‘Pooled testing’ may help save MSMEs, workers from economic impact of COVID-19 – Concepcion


Presidential Adviser for Entrepreneurship Joey Concepcion on Friday pushed for “pooled testing” for coronavirus disease (COVID-19) as it may help prevent small and micro businesses as well as people from losing jobs and livelihood due to economic impact of the pandemic.

Concepcion expressed belief that Project ARK's “pooled testing” initiative “will be a game changer” because it will “speed up the number of people that can be tested,” thus allowing the government to immediately trace and treat possible COVID-19 patients and contain the further spread of the virus.

(Keith Bacongco / MANILA BULLETIN FILE PHOTO)

"We definitely don’t want to see NCR (National Capital Region) lockdown. We definitely don’t wanna see moving back to ECQ," Concepcion said in pushing for pooled testing in an online press conference.

"The next six months is when things start to improve. So if something happens wrong in the third quarter, then our fourth quarter will be destroyed," he added.

Concepcion said that pooled testing is one of the ways to help the "very foundation of the economy" the small and micro entrepreneurs (MSMEs) to keep operating amid threats of the coronavirus.

" to really -- not only saving lives, but … to save the jobs and the livelihood of our people, because if you don’t save the jobs and livelihoods of our people, then of course more lives will be affected," he said.

"They will not be able to afford medicine. They will not be able to afford the proper nutrition that will immunity strong and of course, they will be infected with the infection and it just surmounts. So the approach really should be saving all," he added.

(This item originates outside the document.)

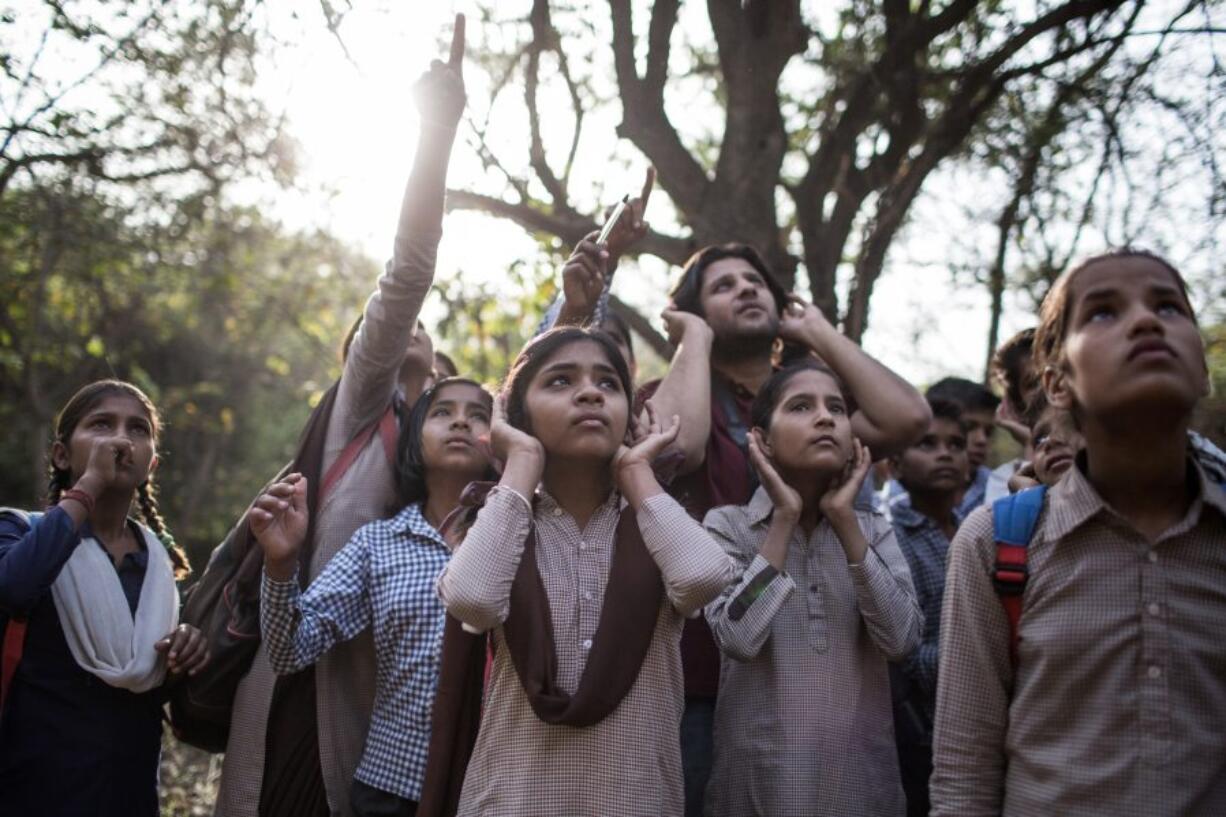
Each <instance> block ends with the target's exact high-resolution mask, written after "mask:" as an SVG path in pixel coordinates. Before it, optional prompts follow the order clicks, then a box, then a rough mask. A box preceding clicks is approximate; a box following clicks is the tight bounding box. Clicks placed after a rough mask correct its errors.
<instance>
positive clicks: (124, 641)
mask: <svg viewBox="0 0 1226 817" xmlns="http://www.w3.org/2000/svg"><path fill="white" fill-rule="evenodd" d="M139 527H140V531H141V534H142V535H143V537H145V550H146V551H147V553H148V563H147V567H146V568H145V580H143V581H142V584H141V599H140V602H139V604H137V605H136V616H135V618H134V616H132V613H131V608H130V607H129V606H128V597H126V596H125V595H124V588H123V585H120V583H119V574H118V573H116V572H115V566H114V563H113V562H112V561H110V556H109V554H108V553H107V551H105V550H104V548H103V547H102V546H101V545H99V543H98V541H97V540H94V539H93V537H83V539H82V540H81V543H80V545H77V547H76V550H74V551H72V556H71V557H70V558H69V561H67V563H66V564H65V566H64V569H63V570H60V574H59V577H56V579H55V583H54V584H53V585H51V596H53V599H54V600H55V612H56V613H58V615H59V618H60V627H61V628H63V629H64V639H65V640H66V642H67V644H69V650H71V653H72V658H74V659H76V662H77V665H78V666H80V667H81V669H82V670H85V671H87V672H91V673H93V675H96V676H97V677H99V678H101V680H102V681H104V682H105V683H108V685H109V686H113V687H119V688H123V689H128V691H130V692H148V691H150V689H152V688H154V687H157V686H158V685H161V683H162V681H163V678H164V677H166V656H164V655H163V654H161V653H158V651H157V650H154V649H153V645H154V644H156V643H157V642H158V640H161V639H162V638H163V637H166V635H167V634H168V633H169V632H170V631H172V629H174V628H175V626H177V624H178V623H179V595H178V589H177V588H175V584H174V570H173V568H172V567H170V557H169V556H168V554H167V552H166V547H164V546H163V545H162V542H161V541H159V540H158V539H157V536H154V535H153V532H152V531H151V530H148V529H147V527H145V526H143V525H140V526H139Z"/></svg>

With the pooled testing that will cost cheaper, be able to test more people, and yield faster results, Concepcion said local government units (LGUs) will be able to know their accurate number of infections, which will help businesses tide over the crisis.

"Whatever money we give to our MSMEs…if they're not able to operate profitably, or if they're not able to have people buying from them because people are scared to go out due to the level of infection, then consumer confidence would also be affected."

Project ARK is putting their confidence in the LGUs, not only in implementing localized lockdowns, which could prevent bigger lockdowns, but also in encouraging businesses operating in their cities to participate in the pooled testing.

The LGUs may also take part in the initiative by training and hiring some of their residents as swabbers.

"And this is why our appeal to our friends and to the Cabinet is to calibrate it well. I think the strategy is already in place. It is just a matter of pinpointing…the people responsible, who will implement these strategies. And the goal is localized lockdown," he said.

'Pooled testing'

Pooled or batch testing will allow the government to diagnose more people quickly, reducing time and supplies required.

Former Department of Health (DOH) Secretary and now Iloilo 1st District Rep. Janette Garin, in the same press conference, said that what's good in pooled testing is its "drastically" reduced cost of testing.

From around P2,000 each for those being tested in the previous tests, Garin said, pooled testing will only cost some 350 per person.

"We are looking at the end of July as a target to finally come out with the costing. We are targeting P350 per person tested," she said.

The testing will also prevent referral laboratories from overloading and will have faster turnaround time "because the PCR amplification per se is around two hours."

"Hence, amplification of 94 samples in the current set up will mean amplification of 940 people/specimens
," Garin explained.

Under the pooled testing technique, health authorities may combine samples from several people and test them together instead of running them individually. A negative test result will clear everyone in the group but a positive result requires all members to be individually tested.

Garin said that once approved by the DOH, they might finally implement the pooled testing in August. She said they halfway through their research and "are still doing some validation runs."

"Hopefully, by the first week of August, we can start cascading it theoretically and go on full time implementation by the middle of August," she said.